Second Thoughts: An ode to the underrated Joe Smith
Side-arming reliever is never given his due credit
On a day when everyone will be talking about the Indians’ new 18-year-old wunderkind Walt “Clint” Frazier, I elected to set aside this edition of Second Thoughts as a tribute to one of the least discussed—and yet most reliable—members of the current Tribe roster.
For five years now, this Ohio native has done his job here in Cleveland with escalating efficiency. But for a combination of reasons both rational and perplexing, when the discussion of “new roles” comes up in the Indians bullpen, his name—a name cursed by its inescapable dullness, mind you-- is consistently neglected. Such is life for a man called Joe Smith.
On Wednesday, Smith’s role and the entire make-up of the Tribe bullpen became even hazier when numerous “reputable” media sources reported that closer Chris Perez had been “arrested” for having some sort of arsenal of wacky tobacky in his Rocky River home.
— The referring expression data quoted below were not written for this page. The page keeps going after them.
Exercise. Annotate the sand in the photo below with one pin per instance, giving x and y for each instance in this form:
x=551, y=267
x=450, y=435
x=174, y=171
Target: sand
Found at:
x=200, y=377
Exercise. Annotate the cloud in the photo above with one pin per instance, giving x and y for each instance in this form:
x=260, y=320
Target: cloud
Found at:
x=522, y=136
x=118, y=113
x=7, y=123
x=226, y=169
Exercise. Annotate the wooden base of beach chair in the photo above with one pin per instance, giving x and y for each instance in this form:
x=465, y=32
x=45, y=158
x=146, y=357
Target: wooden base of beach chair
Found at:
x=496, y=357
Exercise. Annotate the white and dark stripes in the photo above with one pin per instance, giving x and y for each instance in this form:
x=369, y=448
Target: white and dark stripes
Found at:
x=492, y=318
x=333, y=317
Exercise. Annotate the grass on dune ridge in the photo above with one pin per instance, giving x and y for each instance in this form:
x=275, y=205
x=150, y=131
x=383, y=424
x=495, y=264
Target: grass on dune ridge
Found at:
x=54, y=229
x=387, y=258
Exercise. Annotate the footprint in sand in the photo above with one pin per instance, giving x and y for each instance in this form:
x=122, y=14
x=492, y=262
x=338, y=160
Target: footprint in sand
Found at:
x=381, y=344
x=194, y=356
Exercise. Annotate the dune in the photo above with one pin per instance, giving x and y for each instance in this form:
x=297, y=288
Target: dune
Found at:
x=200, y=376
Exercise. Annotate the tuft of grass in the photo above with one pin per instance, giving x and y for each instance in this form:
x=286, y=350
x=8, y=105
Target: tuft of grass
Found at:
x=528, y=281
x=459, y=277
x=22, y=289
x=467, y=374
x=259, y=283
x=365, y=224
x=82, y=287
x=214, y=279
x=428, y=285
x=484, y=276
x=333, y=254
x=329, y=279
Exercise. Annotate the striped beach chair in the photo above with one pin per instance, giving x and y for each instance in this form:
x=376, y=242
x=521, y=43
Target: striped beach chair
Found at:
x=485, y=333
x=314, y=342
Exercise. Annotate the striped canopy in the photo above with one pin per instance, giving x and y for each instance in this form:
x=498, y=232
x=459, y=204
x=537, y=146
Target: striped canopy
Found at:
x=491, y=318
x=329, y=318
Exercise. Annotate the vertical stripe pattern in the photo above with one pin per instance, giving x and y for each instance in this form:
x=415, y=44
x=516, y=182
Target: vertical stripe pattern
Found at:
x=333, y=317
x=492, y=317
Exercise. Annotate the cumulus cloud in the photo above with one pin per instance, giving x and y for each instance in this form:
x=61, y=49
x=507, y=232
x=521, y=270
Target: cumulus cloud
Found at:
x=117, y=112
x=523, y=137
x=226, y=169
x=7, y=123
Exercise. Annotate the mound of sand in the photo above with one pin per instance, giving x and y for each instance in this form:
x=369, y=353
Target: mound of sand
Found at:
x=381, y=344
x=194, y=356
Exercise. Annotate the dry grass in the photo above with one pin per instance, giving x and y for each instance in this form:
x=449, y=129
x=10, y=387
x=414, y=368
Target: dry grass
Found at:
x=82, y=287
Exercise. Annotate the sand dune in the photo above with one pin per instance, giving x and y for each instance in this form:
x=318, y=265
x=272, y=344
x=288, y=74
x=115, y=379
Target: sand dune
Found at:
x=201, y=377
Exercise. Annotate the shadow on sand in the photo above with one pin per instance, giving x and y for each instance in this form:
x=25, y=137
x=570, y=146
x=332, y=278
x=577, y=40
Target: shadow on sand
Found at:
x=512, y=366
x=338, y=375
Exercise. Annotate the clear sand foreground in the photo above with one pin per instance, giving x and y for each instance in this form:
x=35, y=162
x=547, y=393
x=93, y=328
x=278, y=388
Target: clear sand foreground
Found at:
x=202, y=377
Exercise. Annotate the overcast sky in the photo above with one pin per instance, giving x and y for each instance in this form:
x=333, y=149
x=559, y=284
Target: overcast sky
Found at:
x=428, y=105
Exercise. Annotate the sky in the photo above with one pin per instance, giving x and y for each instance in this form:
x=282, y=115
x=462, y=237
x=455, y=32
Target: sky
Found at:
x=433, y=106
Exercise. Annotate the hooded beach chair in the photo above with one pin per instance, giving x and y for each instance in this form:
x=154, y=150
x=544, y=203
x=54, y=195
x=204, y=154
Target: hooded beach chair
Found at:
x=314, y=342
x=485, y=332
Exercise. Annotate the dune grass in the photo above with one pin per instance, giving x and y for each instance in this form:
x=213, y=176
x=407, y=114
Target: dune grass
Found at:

On further examination, it now seems just as likely that Perez—merely “under investigation” at this point—could worm out of this legal situation with minimal consequences, due to the small amount of drugs actually involved and the questionable background of the property owner he was renting from. It’s too early to tell at this point. But whether Perez ends up in the joint for his joint or not, he remains sidelined with the shoulder injury that landed him on the DL last month, leaving the Cleveland bullpen no less dazed and confused, so to speak.
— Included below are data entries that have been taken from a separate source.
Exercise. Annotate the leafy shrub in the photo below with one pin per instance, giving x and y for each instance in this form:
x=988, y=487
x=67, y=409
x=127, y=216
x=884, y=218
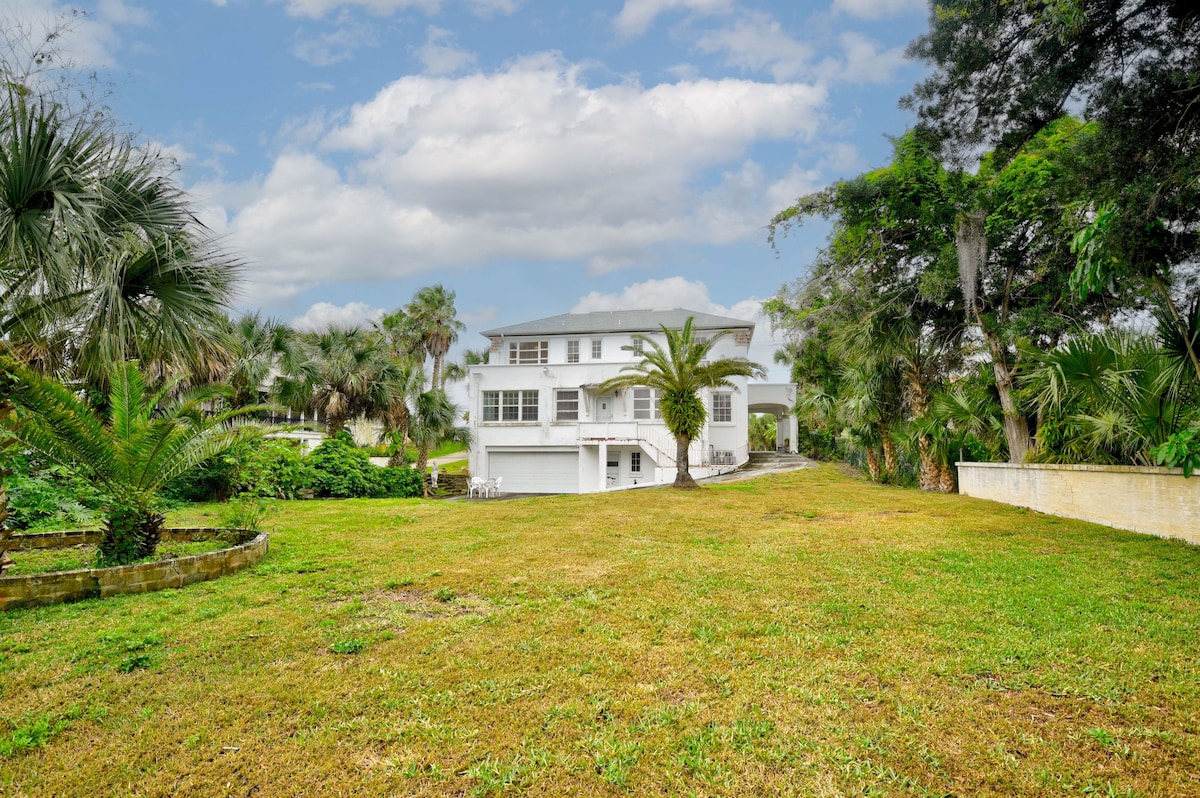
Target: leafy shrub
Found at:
x=1181, y=450
x=402, y=483
x=247, y=513
x=42, y=496
x=264, y=467
x=343, y=471
x=274, y=468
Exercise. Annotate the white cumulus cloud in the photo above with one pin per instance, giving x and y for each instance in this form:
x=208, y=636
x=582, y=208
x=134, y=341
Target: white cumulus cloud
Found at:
x=526, y=163
x=325, y=315
x=636, y=16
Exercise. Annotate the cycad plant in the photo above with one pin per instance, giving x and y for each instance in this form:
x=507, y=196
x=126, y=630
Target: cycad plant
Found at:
x=678, y=372
x=143, y=441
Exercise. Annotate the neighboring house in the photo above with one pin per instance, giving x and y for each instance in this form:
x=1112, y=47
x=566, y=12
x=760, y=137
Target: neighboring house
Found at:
x=539, y=420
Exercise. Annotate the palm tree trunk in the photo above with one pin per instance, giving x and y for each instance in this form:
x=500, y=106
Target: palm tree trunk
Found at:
x=1017, y=426
x=873, y=465
x=947, y=479
x=889, y=456
x=930, y=472
x=683, y=477
x=423, y=459
x=334, y=423
x=1180, y=324
x=5, y=447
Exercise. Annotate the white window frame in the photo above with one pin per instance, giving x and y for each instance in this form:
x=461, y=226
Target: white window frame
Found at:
x=723, y=408
x=528, y=353
x=491, y=405
x=564, y=396
x=646, y=405
x=510, y=406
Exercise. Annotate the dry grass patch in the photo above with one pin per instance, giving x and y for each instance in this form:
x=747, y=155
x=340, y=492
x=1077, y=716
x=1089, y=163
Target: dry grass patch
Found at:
x=803, y=634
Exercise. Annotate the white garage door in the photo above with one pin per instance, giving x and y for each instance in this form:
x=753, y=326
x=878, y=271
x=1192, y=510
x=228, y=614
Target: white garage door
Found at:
x=534, y=472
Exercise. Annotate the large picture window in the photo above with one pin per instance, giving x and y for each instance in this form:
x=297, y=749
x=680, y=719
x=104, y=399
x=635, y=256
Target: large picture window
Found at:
x=646, y=405
x=528, y=352
x=567, y=406
x=723, y=408
x=510, y=406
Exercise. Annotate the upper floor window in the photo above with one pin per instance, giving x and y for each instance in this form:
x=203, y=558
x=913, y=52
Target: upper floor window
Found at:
x=723, y=408
x=567, y=405
x=528, y=352
x=646, y=405
x=510, y=406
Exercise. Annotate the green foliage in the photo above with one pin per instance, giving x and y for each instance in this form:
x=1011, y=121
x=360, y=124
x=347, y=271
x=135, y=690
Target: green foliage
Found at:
x=247, y=513
x=147, y=439
x=678, y=372
x=349, y=646
x=341, y=469
x=48, y=496
x=1180, y=450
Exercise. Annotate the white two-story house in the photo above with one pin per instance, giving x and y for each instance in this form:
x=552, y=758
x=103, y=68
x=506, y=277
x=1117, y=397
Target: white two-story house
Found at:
x=540, y=421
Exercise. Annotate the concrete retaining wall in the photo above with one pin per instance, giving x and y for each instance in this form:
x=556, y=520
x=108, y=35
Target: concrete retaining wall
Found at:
x=1152, y=501
x=41, y=589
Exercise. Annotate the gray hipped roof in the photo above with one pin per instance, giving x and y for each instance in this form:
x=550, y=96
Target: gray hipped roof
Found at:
x=619, y=322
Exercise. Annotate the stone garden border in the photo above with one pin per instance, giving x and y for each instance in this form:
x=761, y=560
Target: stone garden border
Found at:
x=42, y=589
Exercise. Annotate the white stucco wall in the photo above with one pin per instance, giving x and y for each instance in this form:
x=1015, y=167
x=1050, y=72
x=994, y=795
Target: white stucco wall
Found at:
x=1152, y=501
x=622, y=431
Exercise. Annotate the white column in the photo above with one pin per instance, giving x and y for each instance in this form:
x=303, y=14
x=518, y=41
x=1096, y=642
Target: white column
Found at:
x=604, y=466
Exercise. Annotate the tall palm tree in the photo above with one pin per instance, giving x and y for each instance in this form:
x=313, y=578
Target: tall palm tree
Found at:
x=678, y=372
x=100, y=256
x=258, y=348
x=144, y=442
x=435, y=321
x=99, y=249
x=343, y=373
x=433, y=423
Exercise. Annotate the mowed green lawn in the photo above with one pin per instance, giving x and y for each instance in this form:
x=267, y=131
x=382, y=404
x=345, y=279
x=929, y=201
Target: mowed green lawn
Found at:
x=804, y=634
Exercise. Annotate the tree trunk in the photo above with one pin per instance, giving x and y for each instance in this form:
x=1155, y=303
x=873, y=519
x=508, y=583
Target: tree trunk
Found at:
x=947, y=479
x=928, y=467
x=423, y=459
x=683, y=477
x=1017, y=426
x=889, y=457
x=334, y=423
x=930, y=471
x=1180, y=324
x=5, y=532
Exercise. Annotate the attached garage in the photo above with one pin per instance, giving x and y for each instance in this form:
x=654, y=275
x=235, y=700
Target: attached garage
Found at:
x=535, y=472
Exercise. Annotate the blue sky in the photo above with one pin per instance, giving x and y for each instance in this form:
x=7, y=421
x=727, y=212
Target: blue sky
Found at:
x=535, y=157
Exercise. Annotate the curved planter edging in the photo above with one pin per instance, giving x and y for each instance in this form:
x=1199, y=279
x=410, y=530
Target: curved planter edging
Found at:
x=42, y=589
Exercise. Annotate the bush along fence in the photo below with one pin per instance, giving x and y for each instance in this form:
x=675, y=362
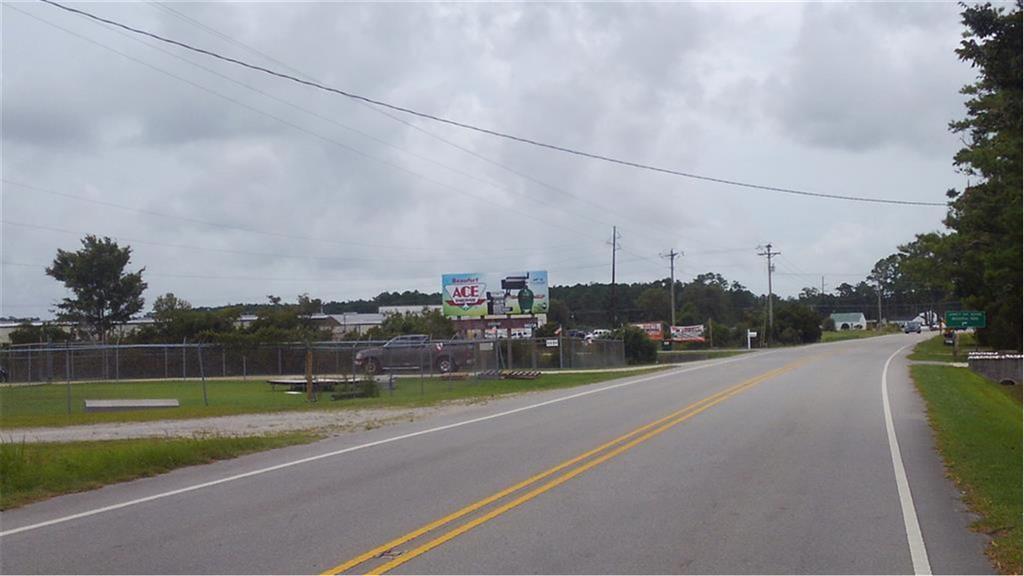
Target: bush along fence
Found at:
x=60, y=363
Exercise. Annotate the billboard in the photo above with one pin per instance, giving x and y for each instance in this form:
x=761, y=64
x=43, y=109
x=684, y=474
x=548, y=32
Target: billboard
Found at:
x=652, y=329
x=687, y=333
x=495, y=294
Not surprisingly, some second-guessers are already bemoaning the Indians’ decision not to trade Perez and his $7 million dollar contract over the offseason. For the most part, though, the majority of the conversation this week has revolved around the best way to restructure the beleaguered Bullpen Mafia to keep the floundering Tribe afloat going forward.
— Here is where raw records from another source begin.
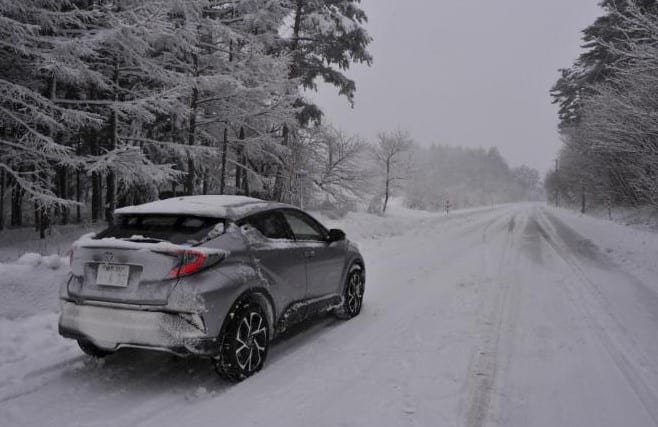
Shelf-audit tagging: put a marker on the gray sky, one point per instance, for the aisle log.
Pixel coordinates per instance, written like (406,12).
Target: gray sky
(465,72)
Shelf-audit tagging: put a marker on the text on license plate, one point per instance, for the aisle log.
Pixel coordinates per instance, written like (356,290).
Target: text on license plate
(112,275)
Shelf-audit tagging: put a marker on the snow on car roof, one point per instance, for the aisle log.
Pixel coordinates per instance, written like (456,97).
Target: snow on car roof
(210,206)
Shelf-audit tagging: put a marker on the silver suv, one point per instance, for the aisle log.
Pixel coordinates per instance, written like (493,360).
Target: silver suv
(213,276)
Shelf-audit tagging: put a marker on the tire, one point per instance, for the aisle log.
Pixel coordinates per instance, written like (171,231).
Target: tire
(245,343)
(92,350)
(352,294)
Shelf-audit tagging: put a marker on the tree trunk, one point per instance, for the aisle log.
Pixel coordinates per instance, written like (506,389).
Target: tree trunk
(110,198)
(222,178)
(65,194)
(192,132)
(387,186)
(78,190)
(16,206)
(96,196)
(2,199)
(278,179)
(242,160)
(296,29)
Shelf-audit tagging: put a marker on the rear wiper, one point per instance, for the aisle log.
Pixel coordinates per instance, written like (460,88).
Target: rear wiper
(144,239)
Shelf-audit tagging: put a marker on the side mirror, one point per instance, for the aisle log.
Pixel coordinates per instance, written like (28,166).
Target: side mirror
(336,235)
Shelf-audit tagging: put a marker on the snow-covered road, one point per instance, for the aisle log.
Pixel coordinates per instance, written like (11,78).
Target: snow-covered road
(515,316)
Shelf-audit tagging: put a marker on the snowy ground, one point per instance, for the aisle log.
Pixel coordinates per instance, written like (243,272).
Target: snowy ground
(520,315)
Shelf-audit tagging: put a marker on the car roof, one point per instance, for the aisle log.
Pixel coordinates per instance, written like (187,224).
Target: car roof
(214,206)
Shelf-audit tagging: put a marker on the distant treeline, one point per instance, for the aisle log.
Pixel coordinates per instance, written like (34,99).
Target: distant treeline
(608,102)
(464,177)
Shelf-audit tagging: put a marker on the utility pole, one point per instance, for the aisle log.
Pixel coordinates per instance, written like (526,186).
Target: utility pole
(557,184)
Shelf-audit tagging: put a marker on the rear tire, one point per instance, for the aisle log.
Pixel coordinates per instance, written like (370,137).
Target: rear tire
(245,343)
(92,350)
(352,294)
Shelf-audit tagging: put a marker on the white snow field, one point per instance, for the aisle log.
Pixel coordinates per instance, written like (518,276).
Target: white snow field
(519,315)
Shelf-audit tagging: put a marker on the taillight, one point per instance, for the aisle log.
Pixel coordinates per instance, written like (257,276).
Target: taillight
(191,261)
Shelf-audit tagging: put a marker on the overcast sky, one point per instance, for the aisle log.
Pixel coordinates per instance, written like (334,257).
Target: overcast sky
(465,72)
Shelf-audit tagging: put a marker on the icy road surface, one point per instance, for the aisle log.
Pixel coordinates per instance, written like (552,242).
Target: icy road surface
(520,315)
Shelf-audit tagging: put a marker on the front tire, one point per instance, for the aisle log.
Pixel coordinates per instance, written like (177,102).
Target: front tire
(245,343)
(352,294)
Step one, it seems generally agreed upon, is the hunt for at least one, if not two, situational left-handers to replace the unmitigated disaster that Hagadone/Hill/Barnes have been thus far. Beyond that, the main area of some contention seems to be whether 2013’s version of Vinnie Pestano—he of the reduced velocity—is still the best choice to take Perez’s throne. The most popular would-be usurper for the title, meanwhile, is not the veteran 7thinning man Smith, but 24 year-old Cody Allen, who’s currently fanning nearly 12 batters per nine innings out of a middle relief role.
Ignoring the fact that the Indians’ all-time saves leaders list is topped by the likes of Bob Wickman and Doug Jones, the general thinking is that Joe Smith “doesn’t have closer stuff” and that a power arm is just better suited to the role. Personally, I consider the whole concept of closers and save statistics kind of misguided and unnecessary anyway, so I’m hardly frustrated with the thought of Smith continuing to work in the random scenarios in which he can have the greatest impact on the game. I suppose the only question I am raising is: if a closer is supposedly your best relief pitcher, and Joe Smith is your best relief pitcher right now, why not consider Joe Smith as your closer?
For much of his career, the thinking with Smith—beyond the lack of power stuff—was that his sidearm style was effective mainly on right-handed batters, but left him vulnerable to left-handers getting a long look at the ball. In fairness, the statistics backed this up early in his career. For a few years now, however, that argument simply doesn’t seem to hold up any longer.
Joe Smith: Righty/Lefty Splits 2010-2013
…………..vs. Righties……..… vs. Lefties
2010…. .160/.264/.274 …… .342/.479/.500
2011…. .248/.303/.280 …… .152/.244/.215
2012…. .209/.289/.311 …… .218/.288/.297
2013…. .182/.229/.242 …… .212/.297/.364
Dating back to the 2011 season, Smith has owned lefties just about as well as he’s frustrated the righties. Through 22 appearances this season, his K rate (8.8 per 9IP) and K/BB ratio (3.80) are also well above his career averages. Basically, he’s a guy you bring in late in a game to get people out, regardless of which box they’re standing in. Theoretically, that pretty well describes a closer’s key requirements, as well.
Make no mistake. This is not any sort of impassioned plea for the criminally underappreciated Joe Smith to leap-frog Vinnie Pestano or even Cody Allen in the hearts of the closer-nominating public. If anything, it’s just an off-day nod of respect for one of the few positive constants (knock on wood) during a rollercoaster season. Keep up the good work, Joe. We know you’ve saved the day more than any arbitrary stat would indicate.
I think they prefer to bring Smith in to put out fires rather than start the 9th inning. Being a veteran and a guy who can induce ground balls, he's the choice when there are runners on base and we need to get out of the inning.
Although Cody Allen might be even better suited for that role due to his ability to get K's.